In a sense, the island is no different from a small town in the rural United States, where it has become increasingly difficult to make a living from agriculture and young people left in droves.
The original settlers were a family named Chan from the Chinese province of Guangdong who cultivated salt – the island’s name means “Little Salt Farm” in English.
Many of Chan’s descendants moved to multiple urban areas of Hong Kong looking for work or a different type of life. Others have left the region completely.
These days, Yim Tin Tsai is no longer officially abandoned. It houses a part-time resident, a volunteer who works as a caretaker.

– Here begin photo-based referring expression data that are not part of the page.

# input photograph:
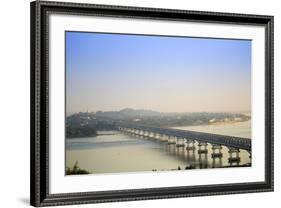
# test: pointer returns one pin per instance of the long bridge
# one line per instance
(182, 137)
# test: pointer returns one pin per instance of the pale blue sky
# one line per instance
(168, 74)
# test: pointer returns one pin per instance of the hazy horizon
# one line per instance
(110, 72)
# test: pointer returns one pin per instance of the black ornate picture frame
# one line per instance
(40, 106)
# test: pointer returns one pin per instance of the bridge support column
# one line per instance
(234, 158)
(180, 142)
(202, 148)
(216, 151)
(171, 140)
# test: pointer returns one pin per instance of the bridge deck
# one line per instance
(229, 141)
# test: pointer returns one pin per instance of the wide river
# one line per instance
(120, 152)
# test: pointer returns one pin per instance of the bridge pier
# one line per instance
(216, 151)
(171, 140)
(202, 148)
(180, 142)
(234, 158)
(190, 145)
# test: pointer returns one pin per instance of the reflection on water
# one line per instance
(129, 153)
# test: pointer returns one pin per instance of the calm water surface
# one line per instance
(128, 153)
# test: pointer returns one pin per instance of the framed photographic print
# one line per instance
(131, 103)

This volunteer and community representative, Colin Chan, lives in the nearby city of Sai Kung – and, as you may have guessed from his surname, is a descendant of the Chan clan.
There is a small museum and gift shop opposite the ferry pier, as well as – perhaps most importantly – public toilets.

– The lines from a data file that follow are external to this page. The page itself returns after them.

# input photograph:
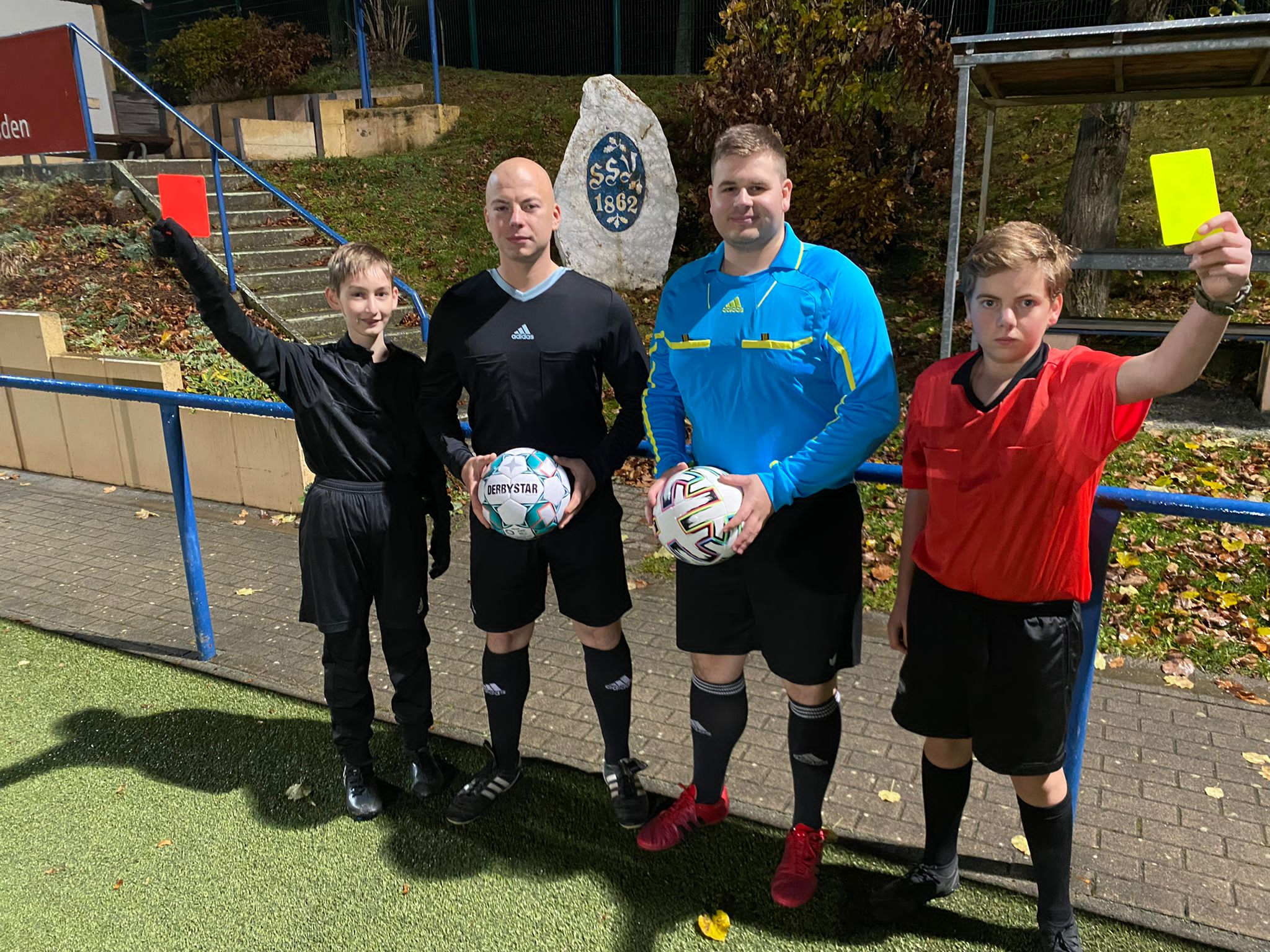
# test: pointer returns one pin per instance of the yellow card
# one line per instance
(1185, 193)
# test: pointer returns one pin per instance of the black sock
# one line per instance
(944, 792)
(507, 683)
(813, 734)
(718, 716)
(609, 678)
(1049, 838)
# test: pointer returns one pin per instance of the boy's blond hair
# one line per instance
(1019, 244)
(355, 258)
(746, 140)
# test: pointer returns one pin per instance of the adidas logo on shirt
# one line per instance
(810, 759)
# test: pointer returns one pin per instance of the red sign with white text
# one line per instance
(40, 106)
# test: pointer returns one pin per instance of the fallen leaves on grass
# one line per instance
(716, 927)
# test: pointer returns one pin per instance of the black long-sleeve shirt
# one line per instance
(356, 419)
(533, 364)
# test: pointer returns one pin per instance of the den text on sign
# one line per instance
(40, 106)
(615, 182)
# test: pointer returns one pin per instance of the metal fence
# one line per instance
(587, 37)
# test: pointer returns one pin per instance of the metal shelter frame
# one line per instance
(1196, 59)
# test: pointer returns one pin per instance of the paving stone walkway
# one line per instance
(1151, 845)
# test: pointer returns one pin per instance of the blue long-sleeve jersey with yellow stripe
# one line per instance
(786, 374)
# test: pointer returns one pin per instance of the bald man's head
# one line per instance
(523, 173)
(520, 211)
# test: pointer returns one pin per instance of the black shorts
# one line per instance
(587, 564)
(796, 594)
(362, 542)
(997, 672)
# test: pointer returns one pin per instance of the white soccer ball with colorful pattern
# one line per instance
(525, 493)
(691, 512)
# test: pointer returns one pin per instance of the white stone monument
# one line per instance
(616, 190)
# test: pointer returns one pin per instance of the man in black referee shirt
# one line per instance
(528, 342)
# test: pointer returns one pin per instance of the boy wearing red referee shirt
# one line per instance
(1003, 450)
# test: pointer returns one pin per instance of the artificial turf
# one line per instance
(144, 808)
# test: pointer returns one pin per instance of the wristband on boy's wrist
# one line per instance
(1222, 309)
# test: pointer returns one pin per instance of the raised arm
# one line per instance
(266, 355)
(1222, 260)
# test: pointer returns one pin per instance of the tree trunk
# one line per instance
(1091, 207)
(335, 15)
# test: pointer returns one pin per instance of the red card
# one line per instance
(184, 200)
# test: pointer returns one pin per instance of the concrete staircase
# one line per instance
(280, 260)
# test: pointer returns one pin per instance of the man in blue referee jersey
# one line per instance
(778, 353)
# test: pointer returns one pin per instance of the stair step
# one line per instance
(271, 282)
(260, 239)
(236, 182)
(277, 258)
(173, 167)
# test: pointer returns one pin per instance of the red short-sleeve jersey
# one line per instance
(1011, 485)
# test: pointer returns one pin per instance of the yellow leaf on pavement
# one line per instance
(716, 927)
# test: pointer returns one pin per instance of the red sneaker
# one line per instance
(670, 827)
(796, 879)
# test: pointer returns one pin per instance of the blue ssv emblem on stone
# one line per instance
(615, 182)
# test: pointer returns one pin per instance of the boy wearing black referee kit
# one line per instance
(1003, 448)
(362, 532)
(531, 342)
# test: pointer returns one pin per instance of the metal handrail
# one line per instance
(219, 150)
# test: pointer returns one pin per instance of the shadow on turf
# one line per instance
(557, 823)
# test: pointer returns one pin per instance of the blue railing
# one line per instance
(218, 151)
(1109, 505)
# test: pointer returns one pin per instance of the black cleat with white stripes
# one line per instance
(481, 792)
(630, 801)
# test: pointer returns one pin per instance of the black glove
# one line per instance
(172, 240)
(440, 549)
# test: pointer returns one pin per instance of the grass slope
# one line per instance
(144, 808)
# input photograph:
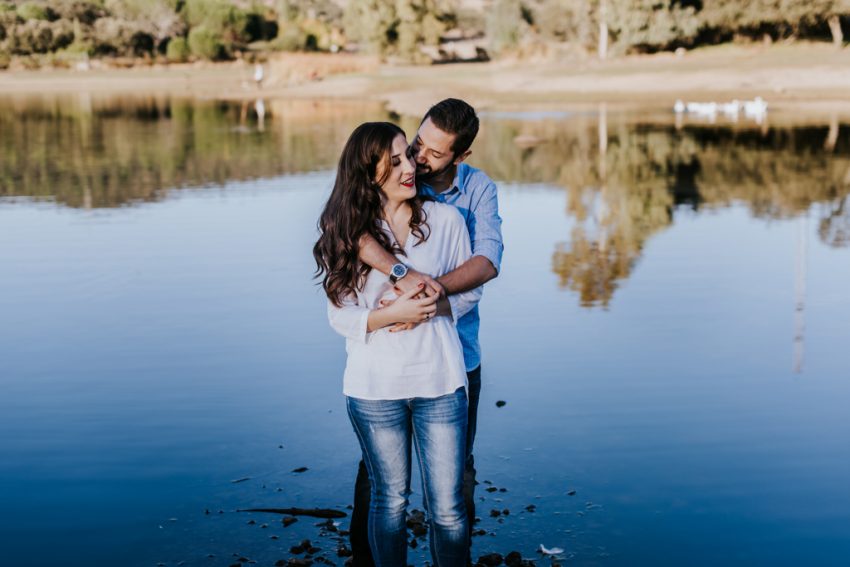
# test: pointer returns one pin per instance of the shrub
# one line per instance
(177, 50)
(33, 11)
(292, 38)
(207, 44)
(33, 36)
(121, 37)
(84, 12)
(63, 34)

An abandoned house near the ferry pier.
Lilit Marcus / CNN
To get to the island, take a kaito – a small wooden motor boat often used as a ferry between the smaller islands – from the community pier on Sai Kung beach.

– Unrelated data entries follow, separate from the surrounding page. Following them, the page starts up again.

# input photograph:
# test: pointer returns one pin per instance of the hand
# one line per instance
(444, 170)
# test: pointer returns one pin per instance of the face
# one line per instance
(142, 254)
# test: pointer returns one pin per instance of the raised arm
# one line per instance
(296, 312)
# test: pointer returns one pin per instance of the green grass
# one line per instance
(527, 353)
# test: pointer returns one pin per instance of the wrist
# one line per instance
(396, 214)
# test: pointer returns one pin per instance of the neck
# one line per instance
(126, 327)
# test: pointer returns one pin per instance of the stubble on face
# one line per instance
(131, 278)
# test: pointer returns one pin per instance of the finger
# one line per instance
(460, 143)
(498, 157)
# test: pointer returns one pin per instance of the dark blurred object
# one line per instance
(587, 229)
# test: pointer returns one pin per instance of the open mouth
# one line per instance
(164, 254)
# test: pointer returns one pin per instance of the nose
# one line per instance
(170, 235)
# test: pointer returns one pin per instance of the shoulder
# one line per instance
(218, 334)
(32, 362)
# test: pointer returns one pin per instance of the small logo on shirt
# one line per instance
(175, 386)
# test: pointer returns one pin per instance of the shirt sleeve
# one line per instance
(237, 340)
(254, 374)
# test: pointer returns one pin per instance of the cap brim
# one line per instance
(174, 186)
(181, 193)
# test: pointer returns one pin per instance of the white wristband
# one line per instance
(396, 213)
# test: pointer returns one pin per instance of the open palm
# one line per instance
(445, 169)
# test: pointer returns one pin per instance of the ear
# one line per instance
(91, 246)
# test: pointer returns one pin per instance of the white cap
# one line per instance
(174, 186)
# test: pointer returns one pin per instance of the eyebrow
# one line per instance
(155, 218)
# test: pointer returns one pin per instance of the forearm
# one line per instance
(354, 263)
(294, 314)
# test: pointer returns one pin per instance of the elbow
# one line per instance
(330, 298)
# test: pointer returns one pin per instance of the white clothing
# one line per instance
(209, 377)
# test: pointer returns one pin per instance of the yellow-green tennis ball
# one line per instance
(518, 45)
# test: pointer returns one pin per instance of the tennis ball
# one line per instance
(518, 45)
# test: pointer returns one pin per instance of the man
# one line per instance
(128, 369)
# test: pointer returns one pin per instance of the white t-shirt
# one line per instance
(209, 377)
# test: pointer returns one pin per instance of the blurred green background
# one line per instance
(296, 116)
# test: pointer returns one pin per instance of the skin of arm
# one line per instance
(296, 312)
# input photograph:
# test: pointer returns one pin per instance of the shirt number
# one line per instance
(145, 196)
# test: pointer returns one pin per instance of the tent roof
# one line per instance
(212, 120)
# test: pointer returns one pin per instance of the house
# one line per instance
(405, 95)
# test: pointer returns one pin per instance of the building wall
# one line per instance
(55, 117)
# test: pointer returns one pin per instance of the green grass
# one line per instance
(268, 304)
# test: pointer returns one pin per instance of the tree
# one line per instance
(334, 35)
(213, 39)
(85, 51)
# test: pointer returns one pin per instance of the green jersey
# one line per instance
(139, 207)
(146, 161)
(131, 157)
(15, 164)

These boats only work on weekends and holidays, although if you are trying to get there during the week you may be able to rent a boat from the companies that line the promenade.
After the short trip to Yim Tin Tsai (about 15 minutes, depending on the weather), you will turn right off the pier and immediately begin walking through a series of abandoned houses and other buildings.
Some people left furniture and other personal belongings behind when they moved and years of exposure to the hot and rainy weather of Hong Kong left them in various states of disrepair.
Walking along the path, you will pass in front of houses with carved roofs, Buddha statues staring at you from empty windows and other disturbing scenes.
But not everything on the island has been left to the elements.
Yim Tin Tsai was strongly Catholic in his heyday.
The best preserved site on the island is the Cathedral of San Giuseppe, which has a dramatic red and white altar inside.
The building was completed and consecrated in 1890, and in the gardens behind it is a statue of Rev. Josef Freinademetz, an Austrian priest and missionary who arrived in Hong Kong in 1879.
Freinademetz founded the Catholic chapel on Yim Tin Tsai and after his death was canonized as a saint by Pope John Paul II.
Hong Kong Catholics celebrate the feast of Saint Freinademetz every year on January 29th.
Lilit Marcus / CNN
Nowadays there is another innovation appearing on Yim Tin Tsai: an artistic project that uses stained glass to represent scenes from typical village life.
There is hope for a second annual festival in 2020, although the coronavirus pandemic could put these plans on hold.
However, it is clear that Yim Tin Tsai had a second life far beyond his days of salt collection.